A citação serviu de mote para o ponto central: “Eu não espero viver num país em que a Constituição para o branco seja plena e para o negro seja quase. Eu quero uma Constituição que seja plena igualmente para todas as pessoas.” Cármen Lúcia lembrou ainda outro verso de Emicida, que fala sobre os 80 tiros que “lembram que há a pele alva e a pele alvo.” A fala dela reforçou a urgência da situação, concluindo que a insuficiência das medidas tomadas até o momento configura, sim, um “estado de coisas inconstitucional.”

Para dar ainda mais peso à sua argumentação, a Ministra evocou a memória e a escrita de Carolina Maria de Jesus, a escritora da favela do Canindé: “Não digam que sou nada da vida rebotalho, nem que fiquei à margem da vida. Digam que procurei trabalho, que sempre fui preterida.” A Ministra ressaltou que a preterição da população negra, que representa mais da metade do Brasil, é um “puro, grave, trágico racismo,” exigindo que a lei fundamental seja aplicada em sua plenitude.

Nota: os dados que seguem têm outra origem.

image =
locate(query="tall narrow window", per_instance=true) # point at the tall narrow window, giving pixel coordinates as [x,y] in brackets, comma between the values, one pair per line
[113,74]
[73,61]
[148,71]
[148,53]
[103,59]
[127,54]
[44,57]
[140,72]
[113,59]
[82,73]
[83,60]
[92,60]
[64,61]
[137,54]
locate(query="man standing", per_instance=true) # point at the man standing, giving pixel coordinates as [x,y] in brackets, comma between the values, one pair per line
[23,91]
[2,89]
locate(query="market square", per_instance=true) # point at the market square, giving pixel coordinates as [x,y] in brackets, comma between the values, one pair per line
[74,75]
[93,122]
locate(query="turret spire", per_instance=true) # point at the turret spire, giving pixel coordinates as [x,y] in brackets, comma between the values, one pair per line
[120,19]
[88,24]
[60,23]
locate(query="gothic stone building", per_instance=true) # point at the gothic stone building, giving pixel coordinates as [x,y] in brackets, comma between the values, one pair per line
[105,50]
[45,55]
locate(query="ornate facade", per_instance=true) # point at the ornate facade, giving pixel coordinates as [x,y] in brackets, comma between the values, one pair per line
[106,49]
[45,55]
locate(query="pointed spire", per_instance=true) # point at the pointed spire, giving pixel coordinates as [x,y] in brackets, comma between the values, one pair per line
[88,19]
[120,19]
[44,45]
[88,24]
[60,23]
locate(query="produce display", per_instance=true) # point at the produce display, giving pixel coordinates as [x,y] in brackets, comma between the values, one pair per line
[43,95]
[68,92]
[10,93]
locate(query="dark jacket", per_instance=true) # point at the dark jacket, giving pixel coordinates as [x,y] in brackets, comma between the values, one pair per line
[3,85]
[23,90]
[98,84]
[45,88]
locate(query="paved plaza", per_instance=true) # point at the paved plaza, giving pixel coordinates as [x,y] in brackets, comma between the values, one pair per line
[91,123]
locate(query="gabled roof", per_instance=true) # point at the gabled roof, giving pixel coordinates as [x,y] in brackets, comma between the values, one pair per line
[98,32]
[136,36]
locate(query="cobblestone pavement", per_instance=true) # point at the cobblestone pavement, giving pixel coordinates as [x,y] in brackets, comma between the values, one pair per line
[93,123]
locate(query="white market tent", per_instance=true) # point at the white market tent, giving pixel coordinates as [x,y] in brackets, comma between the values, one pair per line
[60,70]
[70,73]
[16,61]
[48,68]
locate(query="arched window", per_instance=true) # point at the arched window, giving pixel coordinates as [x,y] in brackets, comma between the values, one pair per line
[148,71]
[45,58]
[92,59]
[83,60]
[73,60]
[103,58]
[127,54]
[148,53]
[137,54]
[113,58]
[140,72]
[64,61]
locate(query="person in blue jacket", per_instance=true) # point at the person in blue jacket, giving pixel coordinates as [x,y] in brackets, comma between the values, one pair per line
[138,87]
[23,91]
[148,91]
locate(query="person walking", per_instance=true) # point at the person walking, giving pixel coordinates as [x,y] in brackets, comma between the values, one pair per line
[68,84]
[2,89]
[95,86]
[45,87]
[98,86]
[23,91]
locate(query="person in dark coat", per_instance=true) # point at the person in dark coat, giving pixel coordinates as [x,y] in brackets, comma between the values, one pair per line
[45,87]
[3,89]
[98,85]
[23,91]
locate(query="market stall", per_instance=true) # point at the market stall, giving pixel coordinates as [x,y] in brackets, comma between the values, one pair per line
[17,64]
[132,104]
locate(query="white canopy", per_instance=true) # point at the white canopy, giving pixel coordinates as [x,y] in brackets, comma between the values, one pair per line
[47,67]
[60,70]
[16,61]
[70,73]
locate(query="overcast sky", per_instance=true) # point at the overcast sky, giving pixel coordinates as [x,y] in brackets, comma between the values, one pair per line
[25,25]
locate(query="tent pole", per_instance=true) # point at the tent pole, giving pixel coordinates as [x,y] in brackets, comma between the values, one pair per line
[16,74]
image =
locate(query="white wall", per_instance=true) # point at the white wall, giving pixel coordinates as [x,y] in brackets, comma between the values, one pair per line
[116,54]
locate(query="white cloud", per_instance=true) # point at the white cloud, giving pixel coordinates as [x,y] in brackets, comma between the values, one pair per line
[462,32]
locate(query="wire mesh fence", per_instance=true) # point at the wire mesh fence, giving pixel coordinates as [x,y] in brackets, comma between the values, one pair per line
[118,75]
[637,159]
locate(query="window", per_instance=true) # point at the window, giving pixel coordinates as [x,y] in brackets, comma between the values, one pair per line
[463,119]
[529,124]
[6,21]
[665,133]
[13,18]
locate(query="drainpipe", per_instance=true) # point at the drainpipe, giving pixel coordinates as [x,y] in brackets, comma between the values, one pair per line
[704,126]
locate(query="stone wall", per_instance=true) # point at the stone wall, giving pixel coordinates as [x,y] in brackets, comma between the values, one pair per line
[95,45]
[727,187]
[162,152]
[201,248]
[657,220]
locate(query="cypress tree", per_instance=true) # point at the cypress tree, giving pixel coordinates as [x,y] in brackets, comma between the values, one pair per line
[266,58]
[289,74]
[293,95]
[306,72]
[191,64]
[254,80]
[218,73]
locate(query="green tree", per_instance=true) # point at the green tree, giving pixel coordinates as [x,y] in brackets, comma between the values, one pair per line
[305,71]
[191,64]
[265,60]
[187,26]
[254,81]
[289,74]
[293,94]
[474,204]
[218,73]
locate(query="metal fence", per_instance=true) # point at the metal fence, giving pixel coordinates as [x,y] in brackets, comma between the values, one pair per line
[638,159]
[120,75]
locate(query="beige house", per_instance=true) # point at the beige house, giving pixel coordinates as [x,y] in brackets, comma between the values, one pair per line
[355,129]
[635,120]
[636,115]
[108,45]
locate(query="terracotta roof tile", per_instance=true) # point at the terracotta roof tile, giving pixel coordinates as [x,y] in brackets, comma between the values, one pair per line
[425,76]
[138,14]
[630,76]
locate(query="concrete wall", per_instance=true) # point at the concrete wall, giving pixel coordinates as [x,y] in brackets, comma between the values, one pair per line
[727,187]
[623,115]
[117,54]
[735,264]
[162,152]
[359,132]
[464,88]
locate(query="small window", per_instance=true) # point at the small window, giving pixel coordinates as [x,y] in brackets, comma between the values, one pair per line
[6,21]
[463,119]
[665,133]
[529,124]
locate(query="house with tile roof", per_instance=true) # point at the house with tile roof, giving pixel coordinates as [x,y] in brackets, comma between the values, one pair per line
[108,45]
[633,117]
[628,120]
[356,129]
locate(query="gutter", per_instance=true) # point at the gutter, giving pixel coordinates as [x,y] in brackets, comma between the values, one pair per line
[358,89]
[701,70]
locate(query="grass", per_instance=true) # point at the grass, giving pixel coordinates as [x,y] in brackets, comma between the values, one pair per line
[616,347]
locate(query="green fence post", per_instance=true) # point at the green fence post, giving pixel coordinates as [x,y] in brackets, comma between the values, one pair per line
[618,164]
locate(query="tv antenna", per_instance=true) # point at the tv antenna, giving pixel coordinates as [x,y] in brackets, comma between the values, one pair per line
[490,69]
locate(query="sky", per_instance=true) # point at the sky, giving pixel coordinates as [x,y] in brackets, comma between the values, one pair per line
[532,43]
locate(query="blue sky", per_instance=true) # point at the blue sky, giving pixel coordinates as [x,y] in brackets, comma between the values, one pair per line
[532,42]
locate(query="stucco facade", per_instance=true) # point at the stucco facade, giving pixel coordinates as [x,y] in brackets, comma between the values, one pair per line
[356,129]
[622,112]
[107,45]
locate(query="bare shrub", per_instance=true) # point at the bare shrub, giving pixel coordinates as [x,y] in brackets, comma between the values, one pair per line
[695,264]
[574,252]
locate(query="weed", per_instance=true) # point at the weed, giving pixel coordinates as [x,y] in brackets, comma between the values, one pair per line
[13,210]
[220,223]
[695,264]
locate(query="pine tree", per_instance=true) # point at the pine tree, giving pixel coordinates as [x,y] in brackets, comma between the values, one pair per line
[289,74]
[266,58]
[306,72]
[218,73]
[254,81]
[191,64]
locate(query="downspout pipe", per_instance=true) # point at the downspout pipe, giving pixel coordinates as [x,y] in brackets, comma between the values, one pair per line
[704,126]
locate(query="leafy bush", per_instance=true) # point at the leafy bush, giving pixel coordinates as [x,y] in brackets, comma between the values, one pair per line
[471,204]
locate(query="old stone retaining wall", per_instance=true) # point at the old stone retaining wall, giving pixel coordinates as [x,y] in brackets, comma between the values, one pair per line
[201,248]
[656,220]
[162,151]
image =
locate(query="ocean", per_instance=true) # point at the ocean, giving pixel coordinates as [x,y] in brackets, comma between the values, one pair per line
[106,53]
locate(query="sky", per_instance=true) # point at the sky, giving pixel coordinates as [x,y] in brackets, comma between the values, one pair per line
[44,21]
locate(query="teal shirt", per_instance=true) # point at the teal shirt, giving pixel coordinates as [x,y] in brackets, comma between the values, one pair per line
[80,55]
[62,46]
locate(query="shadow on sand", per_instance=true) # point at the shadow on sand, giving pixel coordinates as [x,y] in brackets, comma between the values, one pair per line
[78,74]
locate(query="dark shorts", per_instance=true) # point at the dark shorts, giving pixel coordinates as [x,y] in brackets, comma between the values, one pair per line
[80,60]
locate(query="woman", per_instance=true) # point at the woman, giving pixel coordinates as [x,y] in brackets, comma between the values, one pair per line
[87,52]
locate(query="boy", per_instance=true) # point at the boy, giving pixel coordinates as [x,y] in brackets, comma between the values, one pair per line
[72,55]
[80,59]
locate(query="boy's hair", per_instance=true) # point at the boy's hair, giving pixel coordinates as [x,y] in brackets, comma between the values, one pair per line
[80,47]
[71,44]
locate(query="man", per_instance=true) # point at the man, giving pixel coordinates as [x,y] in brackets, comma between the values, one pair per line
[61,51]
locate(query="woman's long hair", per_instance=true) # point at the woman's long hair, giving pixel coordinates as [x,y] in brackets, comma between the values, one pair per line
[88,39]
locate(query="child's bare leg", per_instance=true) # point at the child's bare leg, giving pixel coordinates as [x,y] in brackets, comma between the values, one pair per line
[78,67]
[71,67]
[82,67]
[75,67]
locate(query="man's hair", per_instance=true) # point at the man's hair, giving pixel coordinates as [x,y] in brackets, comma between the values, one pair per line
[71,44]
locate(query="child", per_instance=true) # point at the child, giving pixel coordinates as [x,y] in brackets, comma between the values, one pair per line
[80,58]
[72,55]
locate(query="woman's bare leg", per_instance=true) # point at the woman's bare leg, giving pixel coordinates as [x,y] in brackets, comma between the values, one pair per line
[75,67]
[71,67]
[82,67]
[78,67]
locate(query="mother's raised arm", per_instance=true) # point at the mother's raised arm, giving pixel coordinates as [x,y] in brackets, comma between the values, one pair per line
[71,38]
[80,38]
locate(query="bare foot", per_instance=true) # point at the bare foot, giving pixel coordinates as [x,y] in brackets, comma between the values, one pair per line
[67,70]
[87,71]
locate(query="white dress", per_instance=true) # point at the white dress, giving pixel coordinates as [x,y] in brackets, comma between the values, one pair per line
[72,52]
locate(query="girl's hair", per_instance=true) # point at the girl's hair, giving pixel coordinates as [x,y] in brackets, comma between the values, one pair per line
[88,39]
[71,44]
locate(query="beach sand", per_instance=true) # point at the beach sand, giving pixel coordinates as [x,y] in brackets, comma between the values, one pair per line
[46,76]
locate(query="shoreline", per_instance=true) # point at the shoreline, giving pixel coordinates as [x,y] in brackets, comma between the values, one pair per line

Da Teoria à Prática: O Desenho de Iansã e a Educação Policial

O Ministro Fux, apesar de suas falhas verbais, trouxe à tona um caso concreto que ilustra a contundência da violência racial no Brasil. Ele narrou a notícia sobre 12 policiais militares, um deles portando uma metralhadora, que invadiram uma escola infantil em São Paulo. O motivo da ação policial? Um pai havia denunciado que a escola estaria obrigando a criança a ter aula de religião africana por conta de um desenho com o nome da Orixá Iansã.

“Eu não consigo imaginar o que passa pela cabeça de pessoas capazes de invadir uma escola por conta de um trabalho escolar de criança,” lamentou Fux. O caso serviu para justificar a necessidade de uma declaração incisiva do STF.

Na mesma linha, o Ministro Alexandre de Moraes reforçou a necessidade de ir além das “proclamações teóricas.” Moraes concordou que o racismo estrutural é uma “chaga” econômica, social e cultural que permanece, mas argumentou que a mudança real virá com a educação. O Ministro defendeu que, no médio e longo prazo, apenas políticas pedagógicas robustas podem diminuir a chaga. No entanto, para o curto prazo, Moraes exigiu uma ação imediata e contundente: a determinação de que todos os estados incluam treinamento obrigatório sobre combate ao racismo para todas as polícias.

O julgamento do STF se consolidou, assim, não apenas como um marco jurídico, mas como um termômetro da sociedade brasileira. Ele revelou as contradições da elite, a necessidade de mais sensibilidade e menos deslizes verbais, e a urgência de políticas que atuem em todas as esferas—da cultura à segurança pública—para que a Constituição seja, finalmente, plena para todos os brasileiros, sem que a cor da pele defina quem é alvo e quem é alva.